À medida que a informação é revelada, também os visuais futuristas, e à primeira vista impecáveis e confortáveis, começam a ganhar uma camada desconcertante e fria que remete para os icónicos laboratórios de cientistas excêntricos, no género da ficção científica. Contrastando com este elemento, o romance que floresce entre Jeff e Lizzy (Jurnee Smollett) acrescenta uma camada emocional que se articula bem com a intriga e a torna mais terra-a-terra.
Apesar da narrativa se centrar mais em Jeff e na sua história, é Abnesti que rouba toda a atenção. Hemsworth foi a escolha perfeita para esta personagem, revelando uma das melhores performances da sua carreira até à data. A aparência e visual acima da média do ator, que ficou conhecido no zeitgeist por interpretar Thor nos filmes da Marvel, é o contraste perfeito com o sombrio interior desta personagem. O sorriso e a atitude amistosa de Hemsworth desarmam o espectador e criam uma falsa sensação de confiança. Não é todos os dias que o vilão se destaca como a personagem mais atraente do filme, mas Kosinski idealiza aqui um antagonista com uma obsessão latente pela perfeição, que se revela tanto na sua impecável aparência física, como na forma que aborda a sua investigação.

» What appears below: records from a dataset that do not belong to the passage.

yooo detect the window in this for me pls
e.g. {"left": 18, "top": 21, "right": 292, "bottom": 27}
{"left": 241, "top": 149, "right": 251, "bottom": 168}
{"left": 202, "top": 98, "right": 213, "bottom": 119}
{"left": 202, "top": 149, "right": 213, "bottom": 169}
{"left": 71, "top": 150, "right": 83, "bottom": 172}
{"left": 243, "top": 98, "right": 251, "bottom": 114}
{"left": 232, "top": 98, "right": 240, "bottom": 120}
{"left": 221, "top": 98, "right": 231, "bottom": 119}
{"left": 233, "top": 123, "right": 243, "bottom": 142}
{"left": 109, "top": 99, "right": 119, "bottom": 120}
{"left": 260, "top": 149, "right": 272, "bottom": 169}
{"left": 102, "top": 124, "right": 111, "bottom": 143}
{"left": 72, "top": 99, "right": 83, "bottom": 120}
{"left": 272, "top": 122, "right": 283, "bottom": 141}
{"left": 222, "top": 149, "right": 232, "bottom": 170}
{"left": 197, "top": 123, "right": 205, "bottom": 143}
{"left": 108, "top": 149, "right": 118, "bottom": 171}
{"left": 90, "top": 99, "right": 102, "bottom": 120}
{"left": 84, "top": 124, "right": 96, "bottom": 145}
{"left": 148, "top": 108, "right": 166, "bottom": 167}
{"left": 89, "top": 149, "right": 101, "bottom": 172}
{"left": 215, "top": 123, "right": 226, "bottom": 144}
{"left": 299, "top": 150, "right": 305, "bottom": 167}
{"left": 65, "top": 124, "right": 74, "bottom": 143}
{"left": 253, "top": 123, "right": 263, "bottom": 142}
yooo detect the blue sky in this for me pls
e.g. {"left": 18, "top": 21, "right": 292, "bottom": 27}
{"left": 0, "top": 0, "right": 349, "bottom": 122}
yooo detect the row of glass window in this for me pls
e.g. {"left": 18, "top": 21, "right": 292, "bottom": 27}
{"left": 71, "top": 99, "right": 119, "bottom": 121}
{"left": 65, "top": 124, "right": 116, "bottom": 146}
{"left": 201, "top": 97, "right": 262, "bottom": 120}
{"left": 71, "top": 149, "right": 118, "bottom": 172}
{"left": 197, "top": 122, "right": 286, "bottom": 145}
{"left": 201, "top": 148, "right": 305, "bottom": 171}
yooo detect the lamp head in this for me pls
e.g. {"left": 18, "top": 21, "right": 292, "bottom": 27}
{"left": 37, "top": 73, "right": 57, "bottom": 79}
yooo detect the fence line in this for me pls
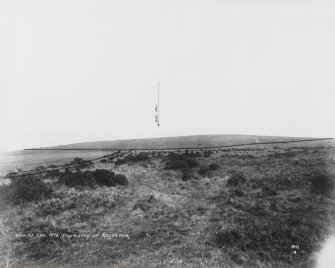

Com um build-up tão intenso e interessante, personagens que têm tanto de misterioso como de acessível, e com uma realização com alguma visão artística, tudo indicava que estaríamos perante um thriller psicológico de qualidade. Mas, e como é demasiado comum no cinema mainstream, Spiderhead derrapa na sua reta final.
As respostas e revelações sobre as personagens e situações acabam por não estar à altura dos atos anteriores. Durante a sua conclusão, Spiderhead transforma-se num filme de ação genérico e vazio que reduz as suas personagens a caixas cliché limitadoras, mil vezes antes vistas. As questões éticas e filosóficas levantadas no decorrer de toda a trama, ligadas à investigação científica de Abnesti, assim como à essência dos sentimentos humanos, são achatadas e demasiado simplificadas na sua resolução.
No fundo, Spiderhead é um filme desequilibrado, com imenso potencial que acaba por não se cumprir. Hemsworth brilha neste papel perverso, provando que está pronto para argumentos mais ousados, enquanto Kosinski mostra, tal como provou em Top Gun: Maverick (2022), que o seu talento em bruto beneficiará de alguma experiência e aprimoração.